The film evokes a sense of isolation, and it’s an aspect which is consistent throughout.  Szwarc composes much of the film in long shots, and oftentimes the actors are filmed very small within the frame.  They are tiny, insignificant, almost like how the audience might look at a bug right before stepping on it.  They are motes of dust in an incomprehensibly nigh-infinite universe.  But more than that, this approach emphasizes how alone these characters are, even those in relationships.  When Szwarc does move the camera (and he does it quite fluidly, I must say), it is usually to heighten the space around which a character is surrounded.  It’s sort of the cinematic equivalent of an ant farm (but I guess that argument could probably be made for every film in existence, couldn’t it?).  The relationships are as frosty as the dispassionate compositions, as well.  James keeps up a pleasant demeanor with friends and co-workers, but he shares very little screentime with his wife, and what scenes he does have with her generally consist of him dropping her off somewhere and then speeding away to go back to work.  Carrie is essentially a neglected wife, and this element culminates in the scene where she’s thinking about what to make for dinner (while meandering about in what I would swear was a slightly modified house set from The Brady Bunch).  Not only does Carrie talk to herself (we all do it sometimes, admit it), but she answers herself, to boot.  Miles’s performance in this sequence is just slightly unhinged.  It’s as if the reclusiveness this woman has been subjected to both in her marriage and in her contact (or lack thereof) with her community has finally made her snap a band, to use a medical term.  Her eyes squint and widen as she goes through the options available to her, and we in the audience wouldn’t be shocked if the next scene had James signing the papers to have her committed.  Of course, this theme of isolation continues right to the very end of the film, though it also takes on a decidedly more macabre timbre.

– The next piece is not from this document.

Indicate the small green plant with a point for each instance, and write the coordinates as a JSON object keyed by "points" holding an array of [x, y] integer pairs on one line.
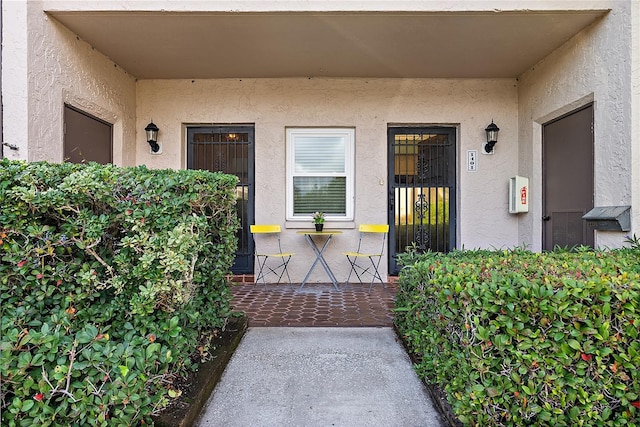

**POSSIBLE SPOILERS AHEAD**  Bug is also, from my point of view, a kind of meditative apocalyptic (if we wish to look at the film in a theological sense, and I do, so we are) film.  Carrie believes in God.  James doesn’t.  The earthquake hits just as Kern hits his stride in a fire-and-brimstone sermon.  The omnipresent heat of the film conjures thoughts of roasting in hell.  The pit the cockroaches emanate from of is indicative of a gateway to Hell, replete with literally smoking denizens (the hole even glows red at one point).  The town is turned into a virtual conflagration as the bugs go about their business.  Yet, when everything starts to calm down a bit, it is James who is pushed past the breaking point, and it is through James’s defiance of the laws of Nature (and, by extension, God) that he will be pushed further  still.  Conversely, it can be argued that James is not at fault for his actions.  In effect, he is acting in accordance with Nature’s (and, by extension, God’s) “wishes.”  He is the catalyst for the bugs’ evolution.  He is pushing the insects beyond their limits, and it is this scientific quest which will aid them in reaching their ultimate form, a quasi legion of angels/devils who eventually achieve the goal it is faintly hinted was their absolute purpose from the very start.     

Make Or Break:  I love the very first shot of this film.  As the credits fade in and out, Szwarc gives us a long shot of the lone church sitting at, what appears to be, the end of a dirt road far outside of the town proper (another indication of the community’s general dismissal of religion and what that brings down upon them).  The wind whistles over the music-less soundtrack, and the camera slowly cranes up to take in the full expanse of the big empty which makes up the majority of this area.  It evinces a godforsaken texture that lasts the whole film, and it’s also some damn good-quality filmmaking.

MVT:  With that in mind, it’s this bleak, almost hopeless, purgatorial ambience first depicted in the film’s opening that attracts me to the film.  It’s the same sort of tone you get from end-of-the-world films, when you know there is no hope for salvation, there isn’t going to be some last minute miracle save, but you feel somehow obliged to witness the characters’ end, because in some bizarre way, it’s the honorable thing to do.